In 1987, during my first week as a staff assistant to Senator Daniel Patrick Moynihan, the Senate overrode Presidents Reagan’s veto of the Highway Reauthorization bill.
The House vote was overwhelming (401-26) and the Senate vote just made the two-thirds constitutional requirement (67-33).
Infrastructure spending has always been bipartisan…until now.
Donald Trump, taking another bizarre stab at his “shadow presidency”, vilified Republican House members who supported President Biden’s Infrastructure Investment and Jobs Act (which is now law). The only way it would have been weirder would have been if Trump tried to veto it.
The reasons for his opposition could be partisan positioning, ideological opposition (purely on the price tag), or political jealousy.

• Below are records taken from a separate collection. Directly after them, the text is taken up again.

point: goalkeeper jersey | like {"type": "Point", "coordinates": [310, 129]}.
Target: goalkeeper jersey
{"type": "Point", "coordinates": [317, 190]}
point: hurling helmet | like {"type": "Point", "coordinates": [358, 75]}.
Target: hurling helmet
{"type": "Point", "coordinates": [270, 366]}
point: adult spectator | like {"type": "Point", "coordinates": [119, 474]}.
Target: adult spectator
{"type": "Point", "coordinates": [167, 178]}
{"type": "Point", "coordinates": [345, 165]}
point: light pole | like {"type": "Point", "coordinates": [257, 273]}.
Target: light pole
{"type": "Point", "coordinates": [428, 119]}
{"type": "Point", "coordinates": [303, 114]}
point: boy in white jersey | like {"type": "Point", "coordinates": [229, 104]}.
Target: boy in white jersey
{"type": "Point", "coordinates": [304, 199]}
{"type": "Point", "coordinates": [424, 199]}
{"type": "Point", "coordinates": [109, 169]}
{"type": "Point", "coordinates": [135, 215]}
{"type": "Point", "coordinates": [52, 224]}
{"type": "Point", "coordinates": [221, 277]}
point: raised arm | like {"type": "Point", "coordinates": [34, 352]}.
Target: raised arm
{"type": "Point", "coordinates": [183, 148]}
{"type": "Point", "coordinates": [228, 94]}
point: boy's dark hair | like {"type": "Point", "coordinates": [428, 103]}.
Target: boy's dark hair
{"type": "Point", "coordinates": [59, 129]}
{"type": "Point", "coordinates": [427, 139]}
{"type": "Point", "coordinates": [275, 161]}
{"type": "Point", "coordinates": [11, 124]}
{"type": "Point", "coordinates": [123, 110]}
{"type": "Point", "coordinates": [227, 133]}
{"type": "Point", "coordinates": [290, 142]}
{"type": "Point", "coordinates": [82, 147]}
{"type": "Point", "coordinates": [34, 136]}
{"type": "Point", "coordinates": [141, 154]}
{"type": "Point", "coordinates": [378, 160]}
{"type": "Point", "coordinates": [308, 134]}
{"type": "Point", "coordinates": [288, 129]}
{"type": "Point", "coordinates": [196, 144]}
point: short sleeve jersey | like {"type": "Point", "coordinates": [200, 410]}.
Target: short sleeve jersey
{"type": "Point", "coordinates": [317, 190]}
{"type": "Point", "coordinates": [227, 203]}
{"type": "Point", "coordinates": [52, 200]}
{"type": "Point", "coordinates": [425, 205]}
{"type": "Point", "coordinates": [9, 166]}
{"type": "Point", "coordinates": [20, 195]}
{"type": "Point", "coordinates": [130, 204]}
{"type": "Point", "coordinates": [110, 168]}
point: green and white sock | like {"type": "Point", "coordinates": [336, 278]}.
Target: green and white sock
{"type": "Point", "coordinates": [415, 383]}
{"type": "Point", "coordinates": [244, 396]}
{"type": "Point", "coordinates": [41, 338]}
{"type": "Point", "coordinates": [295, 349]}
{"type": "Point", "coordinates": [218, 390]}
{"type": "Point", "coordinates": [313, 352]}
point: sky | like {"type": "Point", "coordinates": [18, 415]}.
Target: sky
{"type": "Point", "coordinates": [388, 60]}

It is most likely political jealously. Infrastructure bills are widely supported by businesses, from Mom and Pop shops to corporate behemoths. Capital improvements on the government dime are, as they say in economics textbooks, “positive externalities”.
Complaints about the cost or its party authorship are easily countered by the realism of the phrase “all politics are local”. Representative Matthew Cawthorn (R-NC), who fought the bill and threatened to primary the 13 GOP House Members who supported it, took the time to issue press releases taking credit for the highway and bridge spending that would help the Tarheel State and his congressional district.
Donald Trump, who touted his deal making, negotiation skills, and ability to get things done on the campaign trail, failed miserably at the one good idea he clamped on during his presidency - infrastructure investment. He rolled out multiple “Infrastructure” weeks and at one point even had Speaker Paul Ryan and the GOP majority behind putting together a bill.
The failure of President Trump to get infrastructure done was more about his inability to figure out what he wanted than on finding a legislative majority to support it. Infrastructure spending has been broadly supported historically and opposition to it is usually comprise of factions at opposite ends of the political spectrum complaining that it “cost too much” or that “it is not enough”. Idealists on the Left or Right, by and large, are never happy.
The art of politics is finding what is both possible and probable and then finding 51% to support the compromise between the two.
One of Senator Moynihan staffers who helped Moynihan gets the highway Reauthorization bill passed (Moynihan was one of the bill’s co-sponsors) explained it in pragmatic terms “Make a wish list for your state. We’ll add up the other 49, put a price tag on it, and ask you to support it. If you balk, we ask you what you are willing to give up to get some of your wish list.”
The realist reply is terser: “The price tag for what you want is the cost of what everyone else is going to get.”
If one needs an explanation for why business owners make such terrible politicians, one only look at the scenario Trump found himself as President and wanting something, here an infrastructure bill, done.
Compromise, trade-offs, lobbying, cajoling, and dickering are the tools of legislators, unions, publicly-traded company executives, and town hall meetings not of narcissists and “my way or the highway” private business owners. Donald Trump, who was already ill-equipped to accede to what others wanted, found himself in an actual negotiation where the “art of the deal” was one not written by him and his lawyers.
Meanwhile Joe Biden, who as a Senator got legislation far more controversial than a popular Keynesian expenditure passed on the Senate floor, was more frustrated by the time it took to get the Infrastructure Investment and Jobs Act passed than in the politics required. No wonder. The 1987 Highway Reauthorization bill was passed by the House and Senate, vetoed by President Reagan, and then overridden (and became law) in less than 4 months. The 2001 Infrastructure law took twice that time.
Biden, the legislative craftsman, wanted the Sistine Chapel and settled for a couple of frescoes. Trump, in the same situation, complained about the view from his pulpit.